Poor wording. Distance preserving transformation is wrong, because it includes mirroring and the proof falls apart. Rigid transformation is the correct one.
Imagine an arrow pointing up. I rotate it along its center such that it points right. I then translate this right facing arrow straight down, such that it's just below where it used to be. I'm struggling to conceptualise what sort of rotation would bring this arrow back to its original location. Anyone able to help me out?
3:00 go back to this section. When you rotate your arrow 90° to the right, think of a bunch of vectors where the points were shifted by that rotation... It looks like a vortex of ever increasing vector lengths all spinning to the right. Next, remember your downward translation. What part of the vector field is the exact opposite as that translation vector? It's a point some distance to the left of the arrow's position.
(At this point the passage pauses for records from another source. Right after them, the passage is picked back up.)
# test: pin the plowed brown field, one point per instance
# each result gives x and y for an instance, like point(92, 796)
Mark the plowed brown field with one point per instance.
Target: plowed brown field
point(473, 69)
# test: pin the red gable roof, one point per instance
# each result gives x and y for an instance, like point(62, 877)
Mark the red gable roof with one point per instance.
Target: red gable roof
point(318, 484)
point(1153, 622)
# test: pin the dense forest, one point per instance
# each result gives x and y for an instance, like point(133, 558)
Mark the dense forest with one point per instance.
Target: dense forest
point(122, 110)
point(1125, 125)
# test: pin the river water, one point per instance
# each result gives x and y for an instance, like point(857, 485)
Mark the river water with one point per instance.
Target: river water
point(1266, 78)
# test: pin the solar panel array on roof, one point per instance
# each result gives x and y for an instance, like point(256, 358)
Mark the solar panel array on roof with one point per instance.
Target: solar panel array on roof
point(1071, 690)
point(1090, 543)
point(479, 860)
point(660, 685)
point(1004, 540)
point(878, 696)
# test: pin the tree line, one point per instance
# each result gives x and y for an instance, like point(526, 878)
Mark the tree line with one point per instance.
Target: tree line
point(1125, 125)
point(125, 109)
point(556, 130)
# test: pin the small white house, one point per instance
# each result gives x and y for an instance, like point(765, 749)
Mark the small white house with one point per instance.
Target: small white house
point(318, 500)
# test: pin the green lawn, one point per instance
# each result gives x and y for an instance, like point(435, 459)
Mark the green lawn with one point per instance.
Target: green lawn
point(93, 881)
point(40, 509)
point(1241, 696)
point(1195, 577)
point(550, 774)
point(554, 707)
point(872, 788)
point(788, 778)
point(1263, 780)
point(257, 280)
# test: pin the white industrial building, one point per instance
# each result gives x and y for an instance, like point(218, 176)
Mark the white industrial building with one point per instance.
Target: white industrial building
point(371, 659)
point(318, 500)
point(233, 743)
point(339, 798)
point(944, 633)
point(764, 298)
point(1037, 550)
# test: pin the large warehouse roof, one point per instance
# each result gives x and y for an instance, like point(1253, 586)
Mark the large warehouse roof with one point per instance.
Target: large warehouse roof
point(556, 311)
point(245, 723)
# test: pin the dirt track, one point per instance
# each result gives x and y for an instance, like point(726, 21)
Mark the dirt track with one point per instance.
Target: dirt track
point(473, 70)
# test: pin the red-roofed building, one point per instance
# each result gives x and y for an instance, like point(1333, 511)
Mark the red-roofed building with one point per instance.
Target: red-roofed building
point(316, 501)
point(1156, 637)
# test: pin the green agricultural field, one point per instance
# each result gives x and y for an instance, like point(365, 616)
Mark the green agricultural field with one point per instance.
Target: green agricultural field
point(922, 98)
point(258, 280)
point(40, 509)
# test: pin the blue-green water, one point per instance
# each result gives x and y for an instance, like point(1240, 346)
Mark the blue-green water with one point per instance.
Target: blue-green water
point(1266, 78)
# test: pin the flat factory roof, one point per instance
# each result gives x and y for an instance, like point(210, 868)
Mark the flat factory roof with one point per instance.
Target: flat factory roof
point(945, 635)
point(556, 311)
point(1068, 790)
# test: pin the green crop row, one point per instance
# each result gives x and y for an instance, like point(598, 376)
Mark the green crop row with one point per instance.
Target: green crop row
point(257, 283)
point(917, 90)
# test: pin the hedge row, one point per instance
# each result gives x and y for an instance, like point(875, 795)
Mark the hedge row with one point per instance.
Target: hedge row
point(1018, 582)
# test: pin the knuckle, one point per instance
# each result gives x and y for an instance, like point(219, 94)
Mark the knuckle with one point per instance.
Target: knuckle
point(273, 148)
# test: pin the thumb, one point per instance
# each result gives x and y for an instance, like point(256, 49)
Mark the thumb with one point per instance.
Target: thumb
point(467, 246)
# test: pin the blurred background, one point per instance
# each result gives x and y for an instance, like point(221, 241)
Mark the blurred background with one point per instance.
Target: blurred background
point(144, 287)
That's your fixed point, the center of your new rotation. Now think about the fact that the base of the arrow doesn't move left or right during the translation. Draw a vertical line over a circle, and observe where the two intersection points are... Equidistant from the horizontal center of the circle. Your arrow must have it's base be on those points before and after the transportation. Now note that the arrow originally did a 90° rotation, so it must do another 90° rotation the other way. The only place both those constraints are true is at ±45° from horizontal around the circle. So putting it all together, you want to rotate the arrow around a circle to match the 90° clockwise rotation and the downward translation. The circle must intersect the base of the arrow both before and after the transformation. The center of the circle must be exactly halfway vertically between the original and final positions of the base of the arrow. The arrow lies 45° tangent to the circle. Hope that helps!
Rotation has one problem that you’ve successfully ignored. Any rotation is in fact a smooth translation, because you can’t describe it without subdividing the distance by a certain amount, in other words you have to determine and approximate a unit of degree. We use 360 degrees as a base, but it could be any number essentially, that can be equally divided as approximation. So, more carefully is to say that there is no difference between the rotation and translation, them being a single way of positioning an object in certain determined space.